Drugs approved by the FDA for orphan drugs refer to those that can safely, effectively treat, diagnose, or prevent rare diseases or conditions affecting less than 200,000 US citizens, and may be safer or more effective than approved products. The orphan drug designation provides certain benefits and incentives for drug developers, including a seven-year US market monopoly period from the date of market authorization, exemption from FDA user fees and tax credits for clinical research. Granting orphan drug designations will not change FDA ’s regulatory requirements to determine the safety and effectiveness of drugs through appropriate and well-controlled research to support approval and commercialization.

Lu Anbang, CEO of Weisheng Pharmaceutical, pointed out: "At present, more than 90% of rare diseases lack effective treatment.
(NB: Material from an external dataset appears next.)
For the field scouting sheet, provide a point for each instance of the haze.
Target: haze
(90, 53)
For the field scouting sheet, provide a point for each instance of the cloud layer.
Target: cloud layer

The approval of TransCon Human Growth Hormone by the US FDA orphan drug is of great significance for the treatment of growth hormone deficiency. The weekly TransCon Human Growth Hormone can reduce the burden of daily injections, giving patients a better chance of achieving normal adult height and overall endocrine health. Currently, TransCon Human Growth Hormone is used in China's Phase III clinical trial of childhood growth hormone deficiency The research has started at the end of 2019. As the exclusive authorized R & D and sales company of TransCon Human Growth Hormone in Greater China, Weisheng Pharmaceutical will fully promote the listing plan in China in the future and is committed to introducing the world's leading treatment methods and drugs China, hopes to allow more Chinese patients to benefit from the world's advanced and reliable treatment options earlier. "

About TransConTM technology

TransCon refers to "transient connection" (Transient Conjugation). The TransCon technology platform develops new treatments through innovative technologies to optimize treatment effects including effectiveness, safety, and frequency of administration.

The TransCon molecule consists of three parts: an unmodified prototype drug, an inert carrier molecule that protects the prototype drug, and a connection structure that temporarily connects the two. When the three parts are combined, the carrier molecule can inactivate the prototype drug and not be cleared by the body. When injected into the human body, under physiological conditions of pH and body temperature, the active, unmodified prototype drug will be released in a controlled manner. Since the prototype drug is unmodified, it can maintain its original pharmacological mechanism. TransCon technology can be widely applied to proteins, peptides or small molecules in various therapeutic fields, and can be applied systemically or locally.